This decision could be appealed to the Kansas Supreme Court. NCCI will monitor for further developments and any potential impact on the workers compensation system.
Texas — Air Ambulance
On August 2, 2018, the federal District Court for the Western District of Texas held, in Air Evac EMS, Inc. v. State of Texas, Department of Insurance, that the federal Airline Deregulation Act (ADA) preempts the Texas Workers' Compensation Act's restrictions on air ambulance rates and billing. The court concluded that because the ADA preempts, the state is prohibited from enforcing state laws limiting reimbursement amounts that workers compensation insurers pay for air ambulance services.
This decision could be appealed. NCCI will monitor for further developments and any potential impact on the workers compensation system.
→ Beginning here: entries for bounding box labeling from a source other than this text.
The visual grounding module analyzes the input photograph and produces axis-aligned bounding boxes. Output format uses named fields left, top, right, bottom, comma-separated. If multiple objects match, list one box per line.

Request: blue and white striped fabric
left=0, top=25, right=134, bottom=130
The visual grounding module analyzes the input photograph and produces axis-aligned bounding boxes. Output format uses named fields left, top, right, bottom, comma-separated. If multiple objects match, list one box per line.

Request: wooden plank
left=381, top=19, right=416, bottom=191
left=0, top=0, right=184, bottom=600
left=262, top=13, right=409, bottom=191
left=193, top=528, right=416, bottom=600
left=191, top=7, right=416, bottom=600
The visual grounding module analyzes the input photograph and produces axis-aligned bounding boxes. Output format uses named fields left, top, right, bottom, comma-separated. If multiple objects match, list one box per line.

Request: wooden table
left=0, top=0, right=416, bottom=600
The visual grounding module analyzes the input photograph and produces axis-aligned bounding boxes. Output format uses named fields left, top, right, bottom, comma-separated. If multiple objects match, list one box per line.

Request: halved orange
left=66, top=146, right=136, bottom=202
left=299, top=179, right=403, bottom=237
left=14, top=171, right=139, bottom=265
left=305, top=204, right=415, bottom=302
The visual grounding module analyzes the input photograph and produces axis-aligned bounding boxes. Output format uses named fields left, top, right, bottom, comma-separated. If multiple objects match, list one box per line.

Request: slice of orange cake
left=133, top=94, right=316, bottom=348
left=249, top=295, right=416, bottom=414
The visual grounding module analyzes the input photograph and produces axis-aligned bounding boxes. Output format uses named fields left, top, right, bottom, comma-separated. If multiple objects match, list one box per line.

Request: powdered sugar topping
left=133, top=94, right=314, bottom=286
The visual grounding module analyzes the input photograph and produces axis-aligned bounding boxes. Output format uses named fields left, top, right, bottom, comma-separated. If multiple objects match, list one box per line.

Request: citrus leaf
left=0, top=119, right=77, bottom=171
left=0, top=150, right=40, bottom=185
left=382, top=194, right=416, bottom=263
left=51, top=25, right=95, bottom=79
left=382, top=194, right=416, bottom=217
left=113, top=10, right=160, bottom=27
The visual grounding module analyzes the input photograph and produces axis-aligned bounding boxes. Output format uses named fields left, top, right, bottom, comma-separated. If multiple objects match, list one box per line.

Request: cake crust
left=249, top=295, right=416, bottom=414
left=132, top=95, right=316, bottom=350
On July 26, 2018, in an unpublished opinion, the Supreme Court of Nevada held in The Mirage Casino-Hotel, LLC v. Malita, that even if not raised in the initial pleadings, workers compensation exclusive remedy can be asserted as an affirmative defense to a tort action when the opposing party had reasonable notice and opportunity to respond, and prejudice would not follow. While the defendant in this case did not raise the exclusive remedy defense until three years into litigation, the court reasoned that the affirmative defense was not waived because the plaintiff failed to establish prejudice, as there was time remaining for discovery, and Nevada case law allows assertion of an affirmative defense as late as a post-trial motion.